Est-ce que cet exercice ne doit pas être pratiqué par un médecin ou un personnel qualifié pour le faire?
—  Non. Le dépistage rapide que nous préconisons se fait comme pour le diabète grâce à une simple piqûre du doigt. Malheureusement, selon la loi en vigueur à Maurice, le dépistage doit être fait par un membre du personnel médical.
Les ONG qui travaillent avec les populations à risques ont demandé que la loi soit amendée pour une plus grande efficacité dans la lutte contre le SIDA. Les travailleurs sociaux des ONG impliqués sur le terrain pourraient faire des dépistages qui seraient ensuite confirmés par le personnel médical. Les choses ont été mises en place, les travailleurs sociaux non médicaux sont formés, il ne manque que la modification du texte de loi. Cette mesure permettrait d’aller à la recherche des 4 000 malades dépistés qui se baladent dans la nature pour les soigner.
La déclaration que Maurice est relativement épargnée par l’épidémie que font tous les ministres de la Santé depuis quinze ans n’est pas un simple slogan pour rassurer?

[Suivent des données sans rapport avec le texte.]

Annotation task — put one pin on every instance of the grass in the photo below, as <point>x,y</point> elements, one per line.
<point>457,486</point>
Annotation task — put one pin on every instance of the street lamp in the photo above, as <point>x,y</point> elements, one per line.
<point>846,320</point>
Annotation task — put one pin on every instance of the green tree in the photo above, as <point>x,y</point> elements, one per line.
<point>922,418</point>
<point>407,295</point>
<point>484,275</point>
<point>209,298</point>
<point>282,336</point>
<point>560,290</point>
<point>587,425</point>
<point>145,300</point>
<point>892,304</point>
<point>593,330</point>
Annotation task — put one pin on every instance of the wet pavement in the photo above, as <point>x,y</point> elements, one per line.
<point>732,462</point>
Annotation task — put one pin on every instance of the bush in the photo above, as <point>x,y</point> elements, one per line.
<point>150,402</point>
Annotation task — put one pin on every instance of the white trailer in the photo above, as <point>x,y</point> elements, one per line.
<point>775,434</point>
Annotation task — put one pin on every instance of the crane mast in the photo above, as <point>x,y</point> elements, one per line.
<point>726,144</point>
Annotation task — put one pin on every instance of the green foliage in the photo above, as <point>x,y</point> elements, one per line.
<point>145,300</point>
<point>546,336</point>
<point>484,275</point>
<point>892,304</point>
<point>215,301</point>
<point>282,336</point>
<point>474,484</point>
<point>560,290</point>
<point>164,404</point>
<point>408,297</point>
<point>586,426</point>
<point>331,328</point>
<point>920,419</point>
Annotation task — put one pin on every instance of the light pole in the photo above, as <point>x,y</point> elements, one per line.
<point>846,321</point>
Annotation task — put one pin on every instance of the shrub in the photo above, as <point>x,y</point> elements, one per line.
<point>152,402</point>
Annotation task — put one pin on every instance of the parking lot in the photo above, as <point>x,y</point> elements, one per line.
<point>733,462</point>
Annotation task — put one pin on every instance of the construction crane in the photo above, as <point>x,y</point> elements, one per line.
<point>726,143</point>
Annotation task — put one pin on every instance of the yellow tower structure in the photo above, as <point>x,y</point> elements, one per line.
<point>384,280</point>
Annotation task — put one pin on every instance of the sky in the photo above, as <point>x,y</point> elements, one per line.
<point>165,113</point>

—  C’est vrai dans l’absolu quand on compare Maurice à des pays d’Afrique ou l’épidémie est exponentielle pour de multiples raisons. Oui, dans la mesure où Maurice a une épidémie très concentrée — avec 10 à 12 000 malades sur une population de 1,2 million. Mais ce sont, je le souligne, des chiffres à prendre avec précaution. Cela précisé, c’est vrai que c’est une épidémie qui serait facile à contrôler. Mais il ne faut pas perdre de vue que si on n’arrive pas à la juguler, notre petite épidémie peut se transformer en une bombe qui va exploser. Je le répète le souhait de PILS serait d’arriver à faire de Maurice le premier pays qui arrive à bout de son épidémie de SIDA. On peut arriver à répertorier tous les séropositifs et faire de sorte qu’ils ne soient plus des contaminants. Scientifiquement, médicalement, on peut le faire. Il faut que tout le monde s’asseye autour de la table, mette la tête ensemble pour mettre au point la bonne stratégie.
Ce souhait peut être réalisé avant la fin de votre mandat comme présidente de PILS en mars de l’année prochaine?
—  Je le voudrais, je le souhaite, mais il faut être réaliste: je doute que ce soit aussi rapide que ça. Ce qui ne veut pas dire qu’il ne faut pas se battre pour que cet objectif soit atteint.